Em março de 1944, acampado no Norte da África, Saint-Exupèry escreveu inquietante texto sobre o futuro. “Quando esta guerra acabar, os verdadeiros problemas irão começar”, disse o jornalista, aviador e romancista, em Lettre au colonel X. Quatro meses depois ele desapareceu, em vôo de reconhecimento sobre o Mediterrâneo.
O texto faz parte da coletânea de ensaios e reportagens publicados postumamente sob o título de Un sens a la vie. Os verdadeiros problemas são sempre os mesmos, e as guerras não passam de frustradas tentativas para resolvê-los.
Hoje estarão reunidos, em Moscou, chefes de Estado dos grandes países que venceram o Eixo há 60 anos. Como todas as guerras se parecem, os três grandes (Churchill, Roosevelt e Stalin) se encontraram em Ialta, no início de fevereiro de 1945, a fim de decidir o futuro do mundo. Naquele momento, os anglo-saxões não tiveram qualquer constrangimento emir conversar com o dirigente soviético em sua própria casa. Nos últimos 60 anos omundo mudou – e não mudou. Os verdadeiros problemas estão aí, conforme previu Saint-Exupèry, esse fascinante ídolo dos tempos modernos, morto aos 44 anos.

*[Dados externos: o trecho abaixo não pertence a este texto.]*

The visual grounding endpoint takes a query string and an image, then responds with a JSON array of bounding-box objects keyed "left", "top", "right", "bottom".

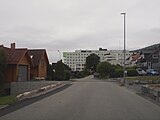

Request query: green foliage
[
  {"left": 86, "top": 54, "right": 100, "bottom": 71},
  {"left": 0, "top": 96, "right": 17, "bottom": 105},
  {"left": 97, "top": 62, "right": 114, "bottom": 78},
  {"left": 115, "top": 69, "right": 124, "bottom": 77},
  {"left": 65, "top": 70, "right": 71, "bottom": 80},
  {"left": 47, "top": 61, "right": 71, "bottom": 80},
  {"left": 127, "top": 68, "right": 138, "bottom": 76},
  {"left": 97, "top": 62, "right": 123, "bottom": 78}
]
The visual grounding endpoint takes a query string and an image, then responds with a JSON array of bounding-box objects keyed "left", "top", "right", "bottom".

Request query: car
[
  {"left": 146, "top": 69, "right": 159, "bottom": 75},
  {"left": 136, "top": 68, "right": 147, "bottom": 75}
]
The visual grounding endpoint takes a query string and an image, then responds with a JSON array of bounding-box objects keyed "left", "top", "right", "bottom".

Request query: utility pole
[{"left": 121, "top": 13, "right": 126, "bottom": 84}]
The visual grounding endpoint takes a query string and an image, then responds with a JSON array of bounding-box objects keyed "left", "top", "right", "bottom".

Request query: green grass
[
  {"left": 0, "top": 96, "right": 17, "bottom": 105},
  {"left": 126, "top": 76, "right": 160, "bottom": 80}
]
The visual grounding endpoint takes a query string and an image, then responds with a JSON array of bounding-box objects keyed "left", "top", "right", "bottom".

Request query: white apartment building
[{"left": 63, "top": 48, "right": 131, "bottom": 71}]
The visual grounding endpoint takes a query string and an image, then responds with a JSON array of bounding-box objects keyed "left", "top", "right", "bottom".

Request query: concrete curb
[{"left": 16, "top": 81, "right": 71, "bottom": 101}]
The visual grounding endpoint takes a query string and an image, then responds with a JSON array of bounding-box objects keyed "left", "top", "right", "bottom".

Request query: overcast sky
[{"left": 0, "top": 0, "right": 160, "bottom": 62}]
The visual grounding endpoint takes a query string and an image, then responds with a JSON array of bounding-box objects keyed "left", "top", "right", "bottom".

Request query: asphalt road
[{"left": 0, "top": 78, "right": 160, "bottom": 120}]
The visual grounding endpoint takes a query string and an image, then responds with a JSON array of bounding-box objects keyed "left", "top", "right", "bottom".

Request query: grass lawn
[
  {"left": 0, "top": 96, "right": 17, "bottom": 105},
  {"left": 126, "top": 76, "right": 160, "bottom": 80}
]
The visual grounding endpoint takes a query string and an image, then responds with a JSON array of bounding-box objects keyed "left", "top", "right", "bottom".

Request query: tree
[
  {"left": 86, "top": 53, "right": 100, "bottom": 71},
  {"left": 0, "top": 49, "right": 7, "bottom": 83},
  {"left": 97, "top": 62, "right": 114, "bottom": 78}
]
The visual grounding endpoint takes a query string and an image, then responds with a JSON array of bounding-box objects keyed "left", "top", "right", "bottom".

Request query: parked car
[
  {"left": 146, "top": 69, "right": 159, "bottom": 75},
  {"left": 136, "top": 68, "right": 147, "bottom": 75}
]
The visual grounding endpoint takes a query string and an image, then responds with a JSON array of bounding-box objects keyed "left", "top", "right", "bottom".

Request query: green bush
[
  {"left": 115, "top": 69, "right": 123, "bottom": 77},
  {"left": 75, "top": 71, "right": 85, "bottom": 78}
]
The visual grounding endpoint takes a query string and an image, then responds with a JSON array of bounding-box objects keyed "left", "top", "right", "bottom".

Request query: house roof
[
  {"left": 0, "top": 45, "right": 32, "bottom": 64},
  {"left": 28, "top": 49, "right": 49, "bottom": 65},
  {"left": 146, "top": 46, "right": 160, "bottom": 59}
]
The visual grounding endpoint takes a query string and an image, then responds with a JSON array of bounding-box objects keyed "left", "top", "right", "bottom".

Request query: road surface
[{"left": 0, "top": 77, "right": 160, "bottom": 120}]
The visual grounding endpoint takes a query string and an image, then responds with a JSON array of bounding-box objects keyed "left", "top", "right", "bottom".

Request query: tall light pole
[
  {"left": 121, "top": 13, "right": 126, "bottom": 84},
  {"left": 58, "top": 50, "right": 61, "bottom": 60}
]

As duas maiores potências daquele tempo (os soviéticos caíram, mas os russos não estão mortos) se encontram novamente sob o meridiano de Ialta. Bush tomou a iniciativa da provocação, criticando Roosevelt por ter aceitado, em Ialta, a divisão da Europa. Esqueceu-se de que a União Soviética fora o país mais sacrificado no conflito, com mais de 20 milhões de mortos, entre soldados e civis. De junho de 1941, até julho de 1944, com a abertura da Segunda Frente, os soviéticos suportaram todo o peso da guerra no continente. Estavam com o ânimo combatente em alta com a vitória e era difícil negar-lhes o que quisessem. O acordo foi rigorosamente respeitado pelos soviéticos. Não se tratou de uma virtude dos comunistas, mas do velho patriotismo dos soldados russos, que constituíram o grosso das tropas no conflito.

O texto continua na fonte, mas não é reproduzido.